I will graduate from college in two months with a B.A. in creative writing and English. I will graduate with two full-length plays under my belt, about a dozen 10-minute plays and one-acts, a plethora of nonfiction essays, an hour-long television pilot, a few sit-com scripts, and a musical. It’s nearly impossible to graduate with a B.A. in creative writing without an impressively sized portfolio. I have spent my entire college career writing, all the time, no matter what. And yet, I feel embarrassingly unprepared to embark on a career as a writer.
When my mother asked about my job applications, I was overcome with a wave of anxiety because I did not know what to tell her. My writing classes at the University of Iowa have done an exemplary job of helping me develop my craft. What they have failed to do, however, is prepare me for a career as a writer following graduation.
The fact is there are a myriad of possible careers for writers. A writer could be hired as a copywriter for an advertising agency or a contributor for a magazine or newspaper; she could write for television, land a gig as a speechwriter, or enter the nonprofit arena as a grant writer. The possibilities are endless because there is not a single field that does not employ the written word in some fashion.
Even so, as a fourth-year writing student, I have yet to have a teacher address the class about our futures as writers. I have yet to have a professor show me how to create a writer’s résumé. I have yet to hear the words “cover letter” mentioned at all.
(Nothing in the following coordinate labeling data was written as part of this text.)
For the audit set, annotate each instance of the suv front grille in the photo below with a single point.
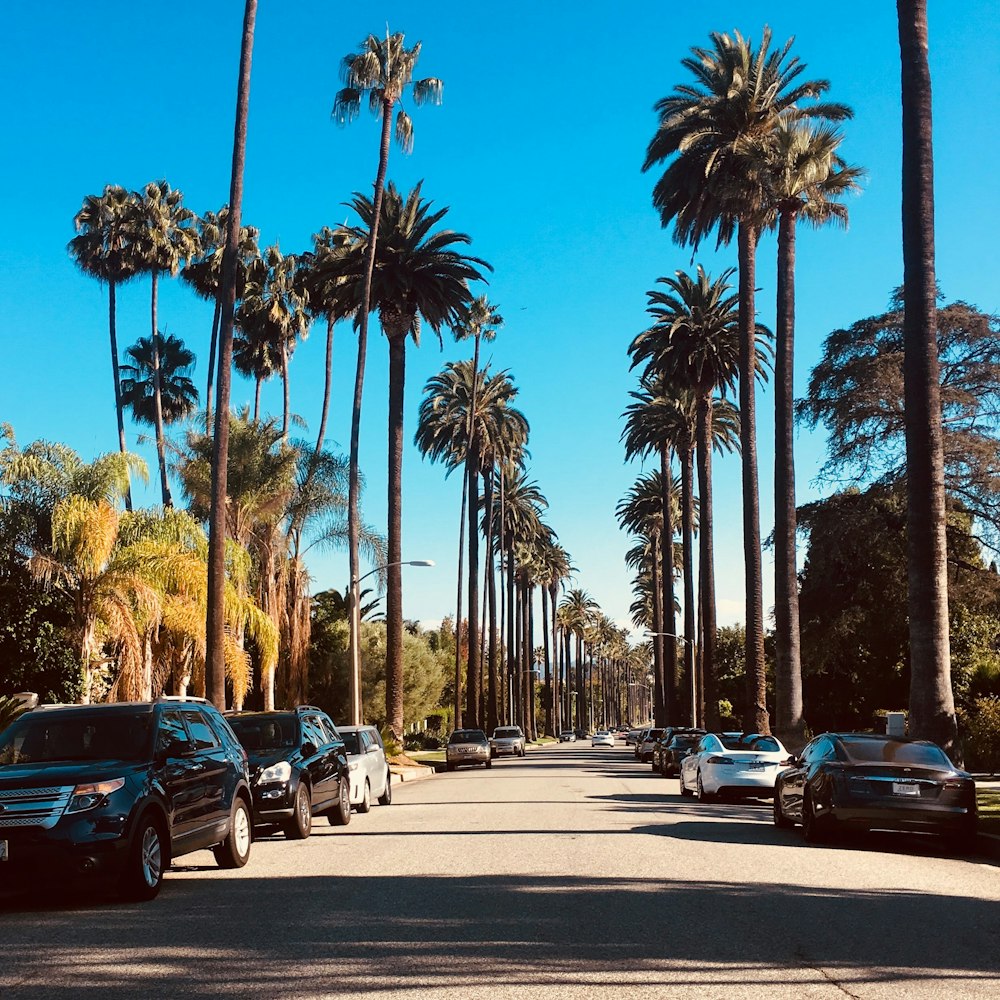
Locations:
(33, 806)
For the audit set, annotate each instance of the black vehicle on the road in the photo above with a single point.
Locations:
(866, 781)
(298, 768)
(115, 792)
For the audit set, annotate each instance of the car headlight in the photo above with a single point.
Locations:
(86, 797)
(281, 771)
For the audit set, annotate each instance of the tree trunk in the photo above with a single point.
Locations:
(215, 623)
(756, 679)
(394, 548)
(932, 707)
(788, 663)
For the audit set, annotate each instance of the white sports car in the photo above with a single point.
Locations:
(733, 764)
When I began applying for writer’s fellowships last month (all of which I discovered on my own; I had never had a professor mention fellowships before), every application asked for a link to my writer’s website along with a résumé and cover letter. I am now in the process of creating my own website, but in my four years studying writing at one of the top writing programs in the country, I did not even realize I needed one.
My writing classes have immensely helped me to grow as a writer, and I am forever grateful for the superior education I received here. Still, it is the job of the university to prepare its undergraduate students for life after college. At the end of each semester, I should leave my creative writing, classes not only with a finished piece of writing but also an idea of what to do with it.
All we ask from our teachers is for guidance regarding our futures. When my mother interrupts my late-night snack with questions about my future, I should be stressed because of my understandable anxiety over being on the cusp of entering a competitive field, not because I am feeling clueless about where even to begin.